Mel, artesanato e café: Jequitinhonha reverte estigma e cresce com produção coletiva
O Vale do Jequitinhonha, em Minas Gerais, carrega o peso de ter historicamente concentrado cidades com os piores Índices de Desenvolvimento Humano (IDH) do estado. Mas o estigma de “pobre e atrasado” começa a ser confrontado por números do mercado. O produtor de café Cláudio Nakamura, de 60 anos, realizou neste ano a maior venda da história do 4º Prêmio Chapa de Minas de Cafés Especiais: três sacas de 60kg por R$ 8,4 mil cada, totalizando mais de R$ 25 mil. Um fato isolado? Não para a economia local, onde cada avanço tem impacto direto e acelerado na vida das famílias.
“Em distritos pequenos assim, reflete muito rápido”, analisa a professora Tatiana Nunes Amaral, do Instituto de Ciência e Tecnologia da UFVJM. Segundo a especialista, o efeito imediato é visto no crescimento do comércio, maior fixação das famílias no território e um aumento da dignidade da população como um todo. No centro desta mudança está a organização coletiva. Associações e cooperativas passaram a ser a chave para levar a produção – seja café, mel ou artesanato – para além dos limites municipais.

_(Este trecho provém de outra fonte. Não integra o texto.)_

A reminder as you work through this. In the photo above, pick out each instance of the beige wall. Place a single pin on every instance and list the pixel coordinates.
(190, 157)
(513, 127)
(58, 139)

Julian Silva, analista do Sebrae que atua na região, explica a necessidade: “Atendendo de forma individual, sair para o macro e ter impacto é muito difícil. Para que a gente consiga ter escala e um resultado em nível regional e global, é essencial que a gente tenha grupos organizados”. O Sebrae oferece apoio técnico, mas reforça que a iniciativa precisa partir de quem vive o dia a dia. Rogério Nunes Fernandes, gerente regional, é enfático: “Nós não temos como saber do que o produtor precisa. Apenas ele mesmo pode dizer”.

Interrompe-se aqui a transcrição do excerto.